The second gig to suddenly appear that year was due to the return of Stephen Lewicki. He had fallen into another sum of money and wanted to complete his film
A Certain Sacrifice
. Says Lewicki, “I called her up, and I said, ‘Madonna, there's this other scene I want to shoot,' and she'd say, ‘Oh, Stephen, isn't this done yet!?!' She would give me all this shit, and I would placate her on the phone for ten minutes, and then she'd finally agree to do it. Then, when she did it, she was very, very good.”
56

At this point Madonna could really use some cash, so she had a certain amount of negotiating power when he called. “The only person I paid was Madonna,” explains Stephen. “I paid her one hundred dollars and that was when she finally agreed to do the last scene I wanted her to do, which was the rape scene, and a couple of other scenes that I wanted her to do. After she agreed to do it, she said, ‘Well, I want a hundred dollars.' She needed the money to pay her rent, she told me.”
56
Those final scenes were shot in November of 1981, and Stephen disappeared for several months while he edited the footage.

Stephen was also in touch with Angie Smit, Madonna's former Breakfast Club partner. He claims that after the additional footage for
A Certain Sacrifice
was shot, Madonna and Angie had a falling out. Angie had gotten involved with a group of people who were into drugs, and Madonna wasn't interested in dealing with substance abusers, or with Angie. Says Lewicki, “I remember Angie telling me that Madonna had just become a real bitch… just too much of an egotist, but there are two sides to that story. I met Angie's boyfriend, and he was a real asshole, so I can see Madonna's side of it.”
56

Having transplanted herself in the middle of the East Village, with its Puerto Rican street scene and new wave graffiti artist sensibility, Madonna began to develop one of the most important aspects of her initial fame: her look. During this period, Madonna began purchasing previously owned “antique” clothing—including garments that cost almost nothing—and then concoct one-of-a-kind outfits. With rags knotted in her hair and layers of junk jewelry, she created an identity and an image that would eventually be copied the world over.

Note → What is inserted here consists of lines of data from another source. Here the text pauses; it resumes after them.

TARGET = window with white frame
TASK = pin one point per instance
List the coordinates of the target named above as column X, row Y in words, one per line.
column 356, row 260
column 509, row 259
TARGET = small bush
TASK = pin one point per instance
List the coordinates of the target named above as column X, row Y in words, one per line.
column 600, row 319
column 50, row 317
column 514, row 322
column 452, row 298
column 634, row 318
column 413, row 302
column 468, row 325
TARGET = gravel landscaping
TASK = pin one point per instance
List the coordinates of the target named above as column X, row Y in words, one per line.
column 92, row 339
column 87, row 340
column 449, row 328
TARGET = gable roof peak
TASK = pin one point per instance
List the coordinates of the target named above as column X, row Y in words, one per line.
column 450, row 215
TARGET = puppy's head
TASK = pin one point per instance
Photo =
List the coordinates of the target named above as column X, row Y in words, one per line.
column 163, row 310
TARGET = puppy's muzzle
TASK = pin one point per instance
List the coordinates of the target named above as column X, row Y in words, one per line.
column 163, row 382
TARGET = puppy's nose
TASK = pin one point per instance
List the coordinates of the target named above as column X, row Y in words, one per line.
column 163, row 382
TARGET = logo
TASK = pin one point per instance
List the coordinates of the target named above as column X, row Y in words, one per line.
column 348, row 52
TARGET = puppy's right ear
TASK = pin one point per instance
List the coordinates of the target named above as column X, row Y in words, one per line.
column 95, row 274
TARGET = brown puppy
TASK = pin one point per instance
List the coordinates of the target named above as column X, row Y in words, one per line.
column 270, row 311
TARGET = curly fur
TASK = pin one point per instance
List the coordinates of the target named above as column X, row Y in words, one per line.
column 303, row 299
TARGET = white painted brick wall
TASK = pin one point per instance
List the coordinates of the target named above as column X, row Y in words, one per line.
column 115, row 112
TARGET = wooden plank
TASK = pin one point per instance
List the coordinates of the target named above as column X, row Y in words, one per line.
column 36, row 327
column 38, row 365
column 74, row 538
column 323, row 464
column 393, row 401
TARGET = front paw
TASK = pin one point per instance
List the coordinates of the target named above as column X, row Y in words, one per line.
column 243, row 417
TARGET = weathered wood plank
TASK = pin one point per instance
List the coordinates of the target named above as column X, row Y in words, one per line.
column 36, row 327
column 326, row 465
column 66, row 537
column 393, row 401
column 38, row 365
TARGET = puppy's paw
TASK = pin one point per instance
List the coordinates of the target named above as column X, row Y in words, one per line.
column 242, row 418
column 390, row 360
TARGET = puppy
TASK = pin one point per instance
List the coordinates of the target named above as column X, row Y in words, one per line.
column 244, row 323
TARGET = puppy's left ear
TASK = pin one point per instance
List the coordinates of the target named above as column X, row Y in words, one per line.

Through an evolution in the combined elements, her style developed. “Adidas sneakers with different-color laces, nylon tracksuits in all bright colors, belts, leather caps and gloves with the fingers cut off,” explains Madonna.
65

After hanging out with artists like Futura 2000, Martin Burgoyne, Keith Haring, and Kano, Madonna began to get into painting graffiti on the decaying brick walls of the East Village as well. Using different colors of spray paint, Futura 2000 would paint his nickname on walls around the city. When Madonna got involved in the graffiti scene she decided that she had to have a title to spray on subway trains and walls, and so she became known as “Boy Toy” to her friends. “It's my tag name,” she explained at the time. “Everybody had their name on a belt buckle.”
65

Madonna's silver belt buckle with the words
BOY TOY
spelled out in big letters became one of her unique and identifiable fashion accessories when she became famous. Explaining the reason why she became known as “Boy Toy,” Madonna states with matter-of-fact obviousness, “I toyed with boys.”
65
Although the mere idea of a sexy woman declaring that she was a “boy toy” would seem antifeminist, for Madonna it was clearly a play on words. She controlled every situation, and it was the boys who ultimately became her toys.

Camille remembers, “That pre-star Madonna used and manipulated a lot of men to get what she needed. Madonna is an absolutely sexual creature, who has men eating out of her hands.”
36

Madonna herself admits, “I used to borrow money from people—I'd let some poor sucker take me out to dinner and then I'd go, ‘Can I borrow a hundred dollars?' I was always borrowing twenty-five, fifty, a hundred dollars from people.”